McNabb gave credit to the DOL for taking into consideration all viewpoints from comment letters on its proposed rule, and though the final version is not perfect, “it is workable and implementable and actually net-net it will be a positive thing for the industry in the long run.” He believes one of the cons is that the regulators didn’t come up with a single definition of fiduciary.
He also noted Vanguard is not party to any of the pending lawsuits and is going ahead with assuming the DOL rules will remain as written. He said Vanguard was already a fiduciary due to its advisement work, but the one area of concern was 401(k) materials, which he thought could be tweaked to be in compliance. He also noted they would have to “do some things differently” with IRA rollovers.
He highly recommended that advisors don’t wait to see what happens to the court cases, and instead move ahead with plans to be compliant. He said once again, “Change is around the IRA market, and that’s where I would turn my attention.”
Vanguard was on board early with robo advisor technology. “We got an inside look early and were very impressed with where these firms were taking the technology and [how they were] really thinking about automation of advice in different ways.” He said that’s how Vanguard's digital advice platform Personal Advisor was born, which he describes as “a hybrid.”
Today the firm uses robo-tech for smaller accounts, those in the $50,000 to $200,000 range. It launched Personal Advisor in May 2015, and to date it has $40 billion in AUM. McNabb admitted $10 billion of that was from clients who moved money over from other Vanguard services. However, $30 billion is new money from mostly existing clients, he said.

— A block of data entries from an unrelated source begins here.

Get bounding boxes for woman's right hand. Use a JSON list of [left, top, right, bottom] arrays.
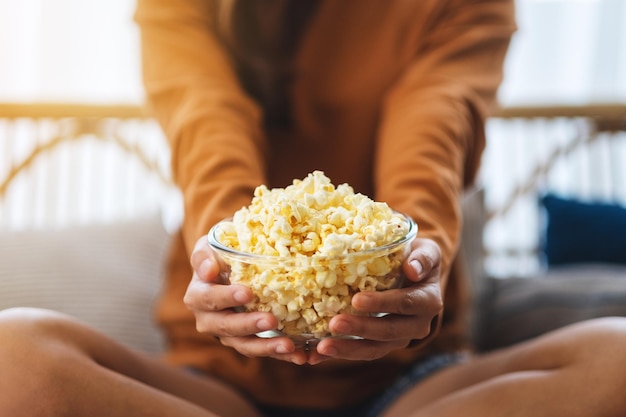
[[184, 236, 307, 364]]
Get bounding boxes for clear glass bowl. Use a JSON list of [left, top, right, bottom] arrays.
[[207, 212, 417, 348]]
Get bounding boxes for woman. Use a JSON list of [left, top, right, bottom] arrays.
[[1, 1, 625, 416]]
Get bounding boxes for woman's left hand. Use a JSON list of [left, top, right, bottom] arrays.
[[308, 237, 443, 365]]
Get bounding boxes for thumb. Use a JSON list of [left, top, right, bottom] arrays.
[[403, 238, 441, 283], [191, 235, 222, 282]]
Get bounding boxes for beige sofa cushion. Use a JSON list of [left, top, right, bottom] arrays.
[[0, 215, 171, 354]]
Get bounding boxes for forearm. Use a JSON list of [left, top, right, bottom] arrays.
[[375, 0, 515, 282], [136, 0, 268, 252], [375, 83, 479, 280]]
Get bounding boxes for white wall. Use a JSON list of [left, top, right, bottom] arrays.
[[499, 0, 626, 105], [0, 0, 625, 105], [0, 0, 142, 104]]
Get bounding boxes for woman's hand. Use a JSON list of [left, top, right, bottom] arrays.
[[184, 236, 308, 364], [308, 237, 444, 365]]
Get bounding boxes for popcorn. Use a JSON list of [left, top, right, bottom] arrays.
[[211, 171, 416, 338]]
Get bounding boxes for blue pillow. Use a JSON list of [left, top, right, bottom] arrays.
[[540, 194, 626, 266]]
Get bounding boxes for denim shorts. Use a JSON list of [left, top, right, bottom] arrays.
[[255, 352, 467, 417]]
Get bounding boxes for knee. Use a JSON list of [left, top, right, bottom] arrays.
[[564, 317, 626, 363], [575, 317, 626, 408], [0, 306, 51, 342], [0, 307, 78, 415], [0, 307, 73, 348], [0, 306, 85, 364], [520, 316, 626, 376], [577, 316, 626, 347]]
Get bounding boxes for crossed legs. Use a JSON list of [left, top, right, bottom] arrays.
[[1, 307, 625, 417]]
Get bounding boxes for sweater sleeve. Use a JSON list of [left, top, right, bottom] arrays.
[[375, 0, 515, 285], [135, 0, 268, 255]]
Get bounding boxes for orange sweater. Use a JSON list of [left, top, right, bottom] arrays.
[[136, 0, 515, 409]]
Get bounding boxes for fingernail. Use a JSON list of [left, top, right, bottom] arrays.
[[233, 290, 248, 304], [332, 320, 351, 335], [199, 259, 214, 279], [308, 356, 321, 365], [256, 319, 272, 331], [410, 259, 423, 277], [354, 293, 373, 310], [293, 356, 307, 365], [322, 346, 338, 357], [275, 344, 289, 354]]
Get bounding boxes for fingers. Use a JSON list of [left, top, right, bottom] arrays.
[[308, 282, 442, 364], [190, 235, 229, 283], [351, 282, 443, 318], [184, 270, 276, 337], [310, 307, 439, 363], [186, 237, 310, 364], [184, 269, 307, 362], [189, 308, 307, 365], [192, 309, 277, 336], [184, 271, 252, 309], [311, 337, 408, 363], [186, 285, 306, 363], [329, 310, 435, 342], [348, 283, 442, 343], [310, 244, 443, 364], [219, 336, 307, 365], [403, 238, 442, 282]]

Personal Advisor charges 30 basis points, which can go down depending upon the amount of many managed. Again, he strongly advised the audience to adopt new technology. “Rather than push back on technology, find ways to benefit yourself,” he said. “The hybrid model will be the winning model.”
Technology also led to a discussion on fees. McNabb sees a “big secular change going on” as the industry moves from transactional to a fee-based advisory. “And part of that is a continuing reduction of fees," he said.

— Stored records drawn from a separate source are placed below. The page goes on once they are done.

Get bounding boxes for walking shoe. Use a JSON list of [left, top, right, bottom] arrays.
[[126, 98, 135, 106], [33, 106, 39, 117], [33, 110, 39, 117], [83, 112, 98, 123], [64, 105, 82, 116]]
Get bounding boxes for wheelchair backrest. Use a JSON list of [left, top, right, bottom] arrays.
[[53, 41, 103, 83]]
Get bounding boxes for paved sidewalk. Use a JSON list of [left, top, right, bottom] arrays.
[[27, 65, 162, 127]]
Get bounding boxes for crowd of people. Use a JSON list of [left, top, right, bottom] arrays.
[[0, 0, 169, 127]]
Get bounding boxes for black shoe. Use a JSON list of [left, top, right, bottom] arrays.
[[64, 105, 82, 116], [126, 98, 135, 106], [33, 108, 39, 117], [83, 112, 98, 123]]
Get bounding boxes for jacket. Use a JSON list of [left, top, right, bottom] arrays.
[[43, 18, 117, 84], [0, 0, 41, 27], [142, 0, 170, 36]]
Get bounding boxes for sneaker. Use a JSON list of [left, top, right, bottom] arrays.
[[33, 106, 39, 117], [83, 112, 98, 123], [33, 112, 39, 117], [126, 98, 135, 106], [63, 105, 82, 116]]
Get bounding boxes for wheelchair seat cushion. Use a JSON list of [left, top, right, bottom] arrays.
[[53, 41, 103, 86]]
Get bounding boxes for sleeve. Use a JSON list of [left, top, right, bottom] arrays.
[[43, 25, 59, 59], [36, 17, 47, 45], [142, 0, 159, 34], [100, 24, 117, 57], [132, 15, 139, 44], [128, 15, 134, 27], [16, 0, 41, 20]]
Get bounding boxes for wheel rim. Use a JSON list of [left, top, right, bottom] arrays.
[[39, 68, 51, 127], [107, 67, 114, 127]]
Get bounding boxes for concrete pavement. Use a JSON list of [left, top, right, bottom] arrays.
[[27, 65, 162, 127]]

Admitting the fee reduction forecast could be the “least popular thing someone will say on stage" at the Morningstar conference, he suggested "one of two things will happen and probably both: a high probability fees go lower, or you’ll do a lot more for what you charge. It’s inevitable,” he said. One area that hasn't yet seen much pricing pressure "is distribution, and advice [is] next. It will get competed away to a degree.”
When asked how he envisioned Vanguard in 10 years, he said, “We will be far more global, not only in client reach but how we run things. We’re already moving pretty aggressively down that path where we run our investments on global basis. Our CIO has established teams in the Pacific and Europe. And we now run money 24/7 for our clients. Our global footprint is $300 billion in non-US investment. We see tremendous appetite for what we do. There’s [an international] need for lower cost, broader products, and thoughtful research, which we think we can provide.”
He said that on the product side Vanguard would offer more tools for advisors to “create holistic portfolios to deal with a drawdown phase,” which he believes will be the norm in the next decade. He also believes advisors should prepare clients for a lower return environment. Finally, he said that in going global, Vanguard would rely more on telephone and simplification to communicate since our “PC-centric tech world doesn’t exist elsewhere.”
One thing he promised advisors won't see in Vanguard’s future: branch offices or named rights stadiums.